With things reopening, starting with the Gateway Legends Collegiate Invitational, Chiu hopes the esports lab becomes a place to be on campus in the fall.
“This tournament is just a start of things to come,” Chiu said. “Everyone always kind of misconstrues esports as this stay in your room kind of thing, but literally the point of these programs is to tear that stereotype down and really go toward having a community. I think having an in-person environment just allows them to get out of their comfort zone.”

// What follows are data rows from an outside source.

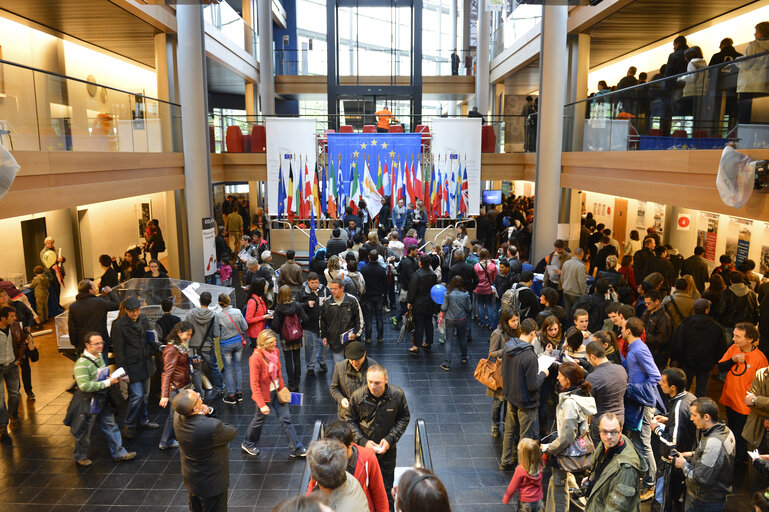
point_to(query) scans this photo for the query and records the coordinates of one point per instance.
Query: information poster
(209, 245)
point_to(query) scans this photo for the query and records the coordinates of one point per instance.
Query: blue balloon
(437, 292)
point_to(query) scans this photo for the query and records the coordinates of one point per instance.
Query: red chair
(234, 140)
(258, 139)
(488, 139)
(425, 131)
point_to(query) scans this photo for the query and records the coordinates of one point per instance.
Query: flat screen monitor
(492, 197)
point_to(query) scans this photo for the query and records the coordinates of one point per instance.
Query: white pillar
(552, 81)
(482, 60)
(266, 75)
(193, 96)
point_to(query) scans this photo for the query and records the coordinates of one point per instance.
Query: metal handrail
(422, 457)
(317, 434)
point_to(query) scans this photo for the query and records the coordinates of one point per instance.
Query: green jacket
(619, 487)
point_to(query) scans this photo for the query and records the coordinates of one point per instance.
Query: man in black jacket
(373, 298)
(349, 375)
(522, 381)
(89, 313)
(698, 344)
(133, 353)
(378, 416)
(203, 451)
(339, 314)
(311, 297)
(469, 278)
(676, 431)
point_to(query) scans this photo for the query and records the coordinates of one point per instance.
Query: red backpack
(291, 330)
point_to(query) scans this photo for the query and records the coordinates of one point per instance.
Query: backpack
(291, 330)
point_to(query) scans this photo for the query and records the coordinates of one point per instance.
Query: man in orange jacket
(362, 464)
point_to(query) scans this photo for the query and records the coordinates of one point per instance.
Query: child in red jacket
(527, 479)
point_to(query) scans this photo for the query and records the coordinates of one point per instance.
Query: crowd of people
(595, 363)
(681, 88)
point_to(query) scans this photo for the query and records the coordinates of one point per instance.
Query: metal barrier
(317, 433)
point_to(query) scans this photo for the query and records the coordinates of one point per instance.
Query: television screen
(492, 197)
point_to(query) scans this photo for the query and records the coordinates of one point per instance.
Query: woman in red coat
(176, 375)
(266, 380)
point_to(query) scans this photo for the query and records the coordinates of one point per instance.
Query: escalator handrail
(422, 457)
(317, 434)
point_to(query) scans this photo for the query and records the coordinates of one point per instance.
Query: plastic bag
(9, 168)
(736, 177)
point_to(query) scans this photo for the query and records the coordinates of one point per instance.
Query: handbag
(489, 373)
(578, 456)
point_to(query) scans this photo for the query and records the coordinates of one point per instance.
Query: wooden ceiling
(99, 22)
(646, 21)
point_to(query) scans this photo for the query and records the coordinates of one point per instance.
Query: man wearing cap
(349, 375)
(133, 351)
(203, 451)
(698, 344)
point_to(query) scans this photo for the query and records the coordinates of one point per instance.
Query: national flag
(370, 193)
(313, 239)
(291, 192)
(379, 179)
(465, 194)
(332, 191)
(281, 191)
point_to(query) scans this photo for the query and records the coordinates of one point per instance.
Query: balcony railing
(246, 134)
(44, 111)
(700, 109)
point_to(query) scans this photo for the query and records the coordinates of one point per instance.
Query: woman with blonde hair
(266, 381)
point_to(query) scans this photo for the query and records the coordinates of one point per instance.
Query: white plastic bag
(9, 168)
(736, 176)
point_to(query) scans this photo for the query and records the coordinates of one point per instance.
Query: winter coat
(346, 380)
(754, 73)
(738, 304)
(487, 274)
(338, 318)
(521, 378)
(132, 350)
(698, 343)
(283, 311)
(571, 415)
(419, 292)
(306, 295)
(709, 471)
(679, 306)
(618, 488)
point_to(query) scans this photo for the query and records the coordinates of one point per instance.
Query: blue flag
(281, 192)
(313, 239)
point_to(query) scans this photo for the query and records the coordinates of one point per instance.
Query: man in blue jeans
(206, 329)
(709, 469)
(133, 351)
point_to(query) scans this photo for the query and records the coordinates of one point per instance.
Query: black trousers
(208, 504)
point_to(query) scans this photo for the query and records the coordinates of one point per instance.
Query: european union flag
(373, 147)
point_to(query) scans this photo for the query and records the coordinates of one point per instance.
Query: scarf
(272, 359)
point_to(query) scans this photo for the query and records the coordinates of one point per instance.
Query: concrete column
(266, 76)
(482, 60)
(552, 80)
(197, 157)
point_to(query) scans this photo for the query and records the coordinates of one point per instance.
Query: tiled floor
(37, 472)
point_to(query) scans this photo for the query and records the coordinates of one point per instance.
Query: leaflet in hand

League of Legends pits two five-player teams against each other. Each player has unique abilities. During the match, the goal is to advance toward, and destroy, the enemy base. Chiu said there could be a “couple of synergy” issues that might need to be addressed because of unfamiliarity. Once that’s settled, he thinks the sky's the limit for the Billikens.
“For the past year, we were always one of those OK teams, I think,” Chiu said. “Really this is supposed to be our breakthrough moment. A lot of our players have pro experience, so I’m excited to see them make their debut into collegiate play.”
The Gateway Legends Collegiate Invitational will be a good chance for SLU to see where it stands among the top teams. Three-time national champion Maryville University also will be taking part in the event. Other teams include Aquinas College, Arizona State University, Bay State College, Bethany Lutheran College, Boise State University, Grand View University, Harrisburg University, Illinois Wesleyan University, Miami University (Ohio), Purdue University, University of St. Thomas in Houston, University of Texas at Dallas, University of Illinois at Urbana-Champaign and Winthrop University.
“There’s schools that won a lot last year, but also schools that will be contenders for the national championship this year,” Chiu said. “. . . I’m excited to see how we stack up.”
The round-robin tournament will occur at Bally Sports Live! at Ballpark Village for a prize pool of $10,000. Chiu said the Billikens got a tough draw and are expecting to face stiff competition right out of the gate.
Teams will be placed into pools of four with the top two advancing. Chiu said SLU ended up in what’s being called the “pool of death.” Three teams, SLU, St. Thomas and Maryville all have high ranked players.
“League of Legends has different rankings and Challenger is top 300 in North America,” Chiu said. “We have a full challenger roster, but so does St. Thomas and so does Maryville. That’s typically on the higher end of esports. The fact there are three in one pool is kind of insane.”
There is no cost to attend the event. The tournament schedule will run from noon to 7:30 p.m. on Friday, July 2, and Saturday, July 3. Play will wrap up Sunday, July 4, with action running from noon to 9:30 p.m.
The tournament also will be streamed live via Nerd Street Gamers’ Twitch channel at twitch.tv/nerdstreetlol.
“We’re going to try and do our best,” Chiu said. “This is a roster that, I think with enough practice, can take on and beat Maryville on a good day. Our goal is to make as big of a wave as possible so that when we come out to the national championship, we’ll be one of the household names.”